Here is the second-to-the-last paragraph of a rather convoluted story that appeared in the Metro section of Monday’s Dallas Morning News concerning liquor sales in Arlington and how it may affect the Texas Rangers’ ballpark:
"But (Arlington City Council member Sheri) Capehart said the city already has to deal with liquor stores. The cities of Dalworthington Gardens and Pantego — both completely surrounded by Arlington — already allow liquor stores."
I have lived in Dallas 45 years now and I had never heard of Dalworthington Gardens and Pantego until I read that story.
Then I checked out my good friends at Wikipedia. From there I learned Dalworthington Gardens was named as an amalgamation of its neighbors DALlas, Fort WORTH and ArlINGTON. Clever, eh? It was established in 1934 as "a subsistence homestead project during the Great Depression under the authority of the National Industrial Recovery Act … The purpose of the homestead program was to help families attain a better standard of living through a combination of part-time industrial employment and subsistence agriculture. Dalworthington Gardens was one of five such projects located in Texas and the only one still in existence today." The city’s total area is 1.8 miles and has a population of 2,186.

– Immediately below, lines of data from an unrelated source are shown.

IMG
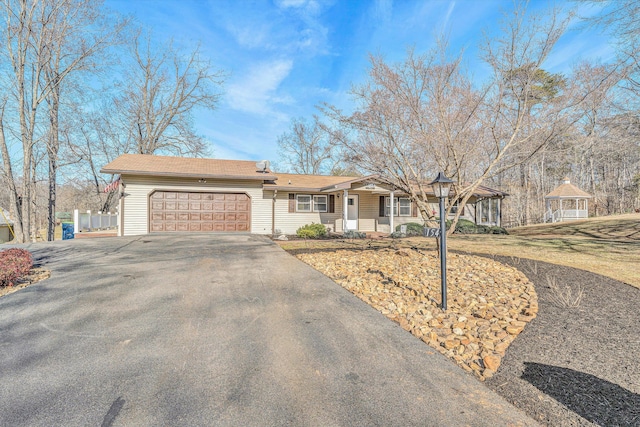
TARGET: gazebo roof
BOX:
[544,178,593,199]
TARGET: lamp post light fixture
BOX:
[429,172,453,311]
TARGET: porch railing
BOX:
[544,209,589,222]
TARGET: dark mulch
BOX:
[476,256,640,426]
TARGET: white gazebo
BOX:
[544,178,592,222]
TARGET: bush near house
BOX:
[0,248,33,287]
[296,223,327,239]
[393,222,424,237]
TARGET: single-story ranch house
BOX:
[101,154,506,236]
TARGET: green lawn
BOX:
[279,214,640,288]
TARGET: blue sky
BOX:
[106,0,613,166]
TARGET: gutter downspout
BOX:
[271,189,278,238]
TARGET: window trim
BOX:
[296,194,313,213]
[295,194,329,213]
[384,196,413,218]
[311,194,329,213]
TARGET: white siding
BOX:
[122,175,271,236]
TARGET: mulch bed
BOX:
[478,256,640,426]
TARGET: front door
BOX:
[347,195,358,230]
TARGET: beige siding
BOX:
[122,175,271,236]
[0,225,13,243]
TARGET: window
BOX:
[313,196,327,212]
[296,194,311,212]
[398,197,411,216]
[296,194,329,212]
[384,197,411,216]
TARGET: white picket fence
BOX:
[73,209,118,233]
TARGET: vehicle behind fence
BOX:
[73,209,118,233]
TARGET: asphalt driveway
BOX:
[0,235,535,426]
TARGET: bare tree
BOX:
[278,117,340,175]
[325,6,606,234]
[114,31,224,156]
[0,0,124,241]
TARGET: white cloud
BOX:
[227,60,293,115]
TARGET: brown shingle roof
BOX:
[544,178,592,199]
[100,154,277,180]
[264,173,365,191]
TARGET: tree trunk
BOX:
[0,105,25,242]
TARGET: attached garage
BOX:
[149,191,251,232]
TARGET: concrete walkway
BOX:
[0,234,536,426]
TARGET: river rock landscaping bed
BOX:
[296,249,538,380]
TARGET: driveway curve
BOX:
[0,234,536,426]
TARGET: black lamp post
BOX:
[429,172,453,311]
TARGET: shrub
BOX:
[456,218,478,234]
[392,222,424,237]
[296,223,327,239]
[343,230,367,239]
[0,248,33,286]
[489,227,509,234]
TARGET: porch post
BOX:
[342,188,349,232]
[560,199,564,222]
[389,190,395,233]
[584,199,589,218]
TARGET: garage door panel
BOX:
[149,191,251,232]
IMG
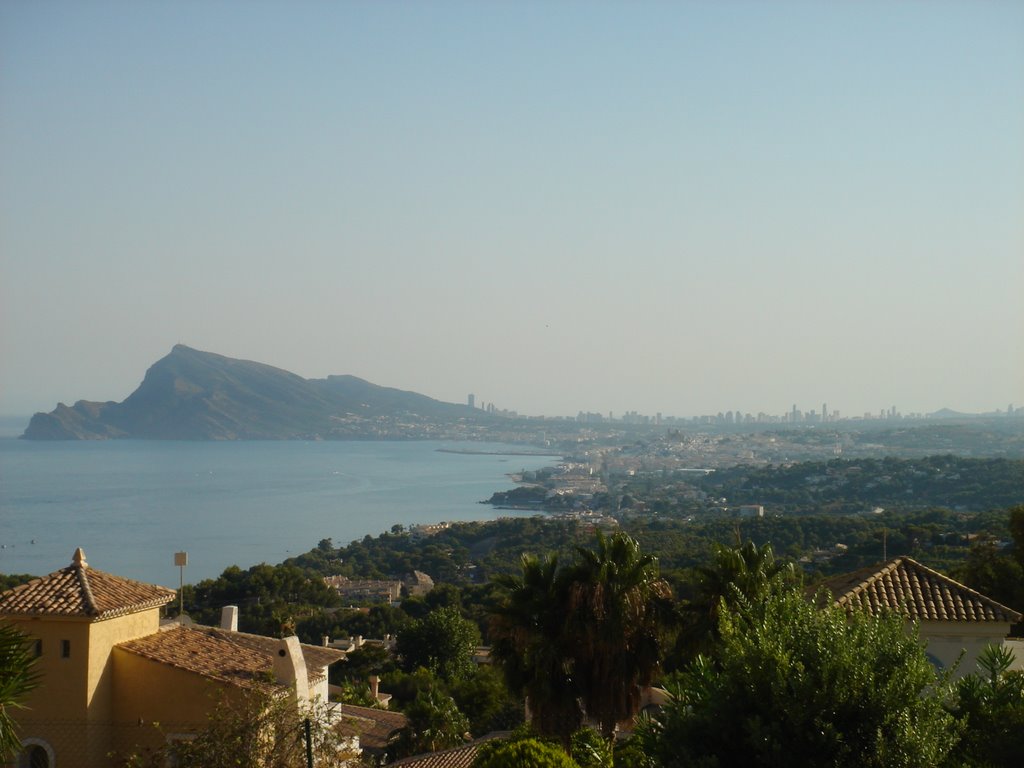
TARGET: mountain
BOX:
[22,344,491,440]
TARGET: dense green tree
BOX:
[564,532,672,738]
[952,645,1024,768]
[397,606,480,680]
[449,665,523,736]
[472,738,580,768]
[489,555,583,743]
[678,541,796,657]
[639,589,957,768]
[1010,504,1024,568]
[0,624,39,759]
[490,532,671,744]
[394,688,469,757]
[569,728,614,768]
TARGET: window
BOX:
[17,738,53,768]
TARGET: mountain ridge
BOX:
[22,344,491,440]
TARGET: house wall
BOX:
[113,648,244,755]
[920,622,1010,679]
[4,608,160,768]
[4,616,89,768]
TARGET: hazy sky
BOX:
[0,0,1024,416]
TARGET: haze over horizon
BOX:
[0,0,1024,416]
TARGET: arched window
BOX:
[17,738,54,768]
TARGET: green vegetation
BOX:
[952,646,1024,768]
[0,624,39,759]
[112,690,353,768]
[473,738,580,768]
[640,588,958,768]
[490,534,671,744]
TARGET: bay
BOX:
[0,438,557,587]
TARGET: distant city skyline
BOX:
[0,0,1024,416]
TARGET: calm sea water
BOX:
[0,438,557,587]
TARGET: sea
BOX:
[0,437,558,588]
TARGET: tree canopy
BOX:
[0,624,39,758]
[641,589,957,768]
[490,534,671,744]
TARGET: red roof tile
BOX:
[824,557,1021,624]
[0,548,175,621]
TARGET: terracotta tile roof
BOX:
[117,627,273,688]
[118,627,345,688]
[388,732,509,768]
[0,547,175,621]
[824,557,1021,624]
[198,627,345,683]
[334,705,409,752]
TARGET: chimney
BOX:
[370,675,381,700]
[220,605,239,632]
[273,635,309,707]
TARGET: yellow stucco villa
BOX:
[0,549,345,768]
[823,557,1021,677]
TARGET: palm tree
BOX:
[566,532,672,738]
[489,555,583,744]
[0,625,39,760]
[679,541,797,656]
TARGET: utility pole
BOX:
[174,552,188,624]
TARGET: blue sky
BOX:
[0,0,1024,416]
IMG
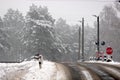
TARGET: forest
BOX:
[0,3,120,62]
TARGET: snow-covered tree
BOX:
[23,4,59,60]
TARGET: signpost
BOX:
[106,47,113,55]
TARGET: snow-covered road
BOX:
[0,61,70,80]
[0,60,120,80]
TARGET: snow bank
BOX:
[23,61,56,80]
[0,60,70,80]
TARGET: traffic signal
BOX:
[101,41,105,46]
[95,42,98,45]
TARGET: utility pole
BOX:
[97,16,100,54]
[93,15,100,58]
[78,27,81,60]
[82,18,84,61]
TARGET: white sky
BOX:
[0,0,114,26]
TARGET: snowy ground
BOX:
[0,61,70,80]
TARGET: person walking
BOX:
[34,54,43,69]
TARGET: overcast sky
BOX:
[0,0,114,26]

Pantego is 1 square miles with a population of 2,394, making it almost twice as dense as its southern neighbor. Originally incorporated in 1949, the town dissolved in February 1952 and re-incorporated on May 22, 1952. Whether it re-incoporated just so it could sell liquor to those thirsty folks in Arlington, I can’t say.
So there you have it — Dalworthington Gardens and Pantego — which has liquor stores that Arlington doesn’t and here endeth the lesson.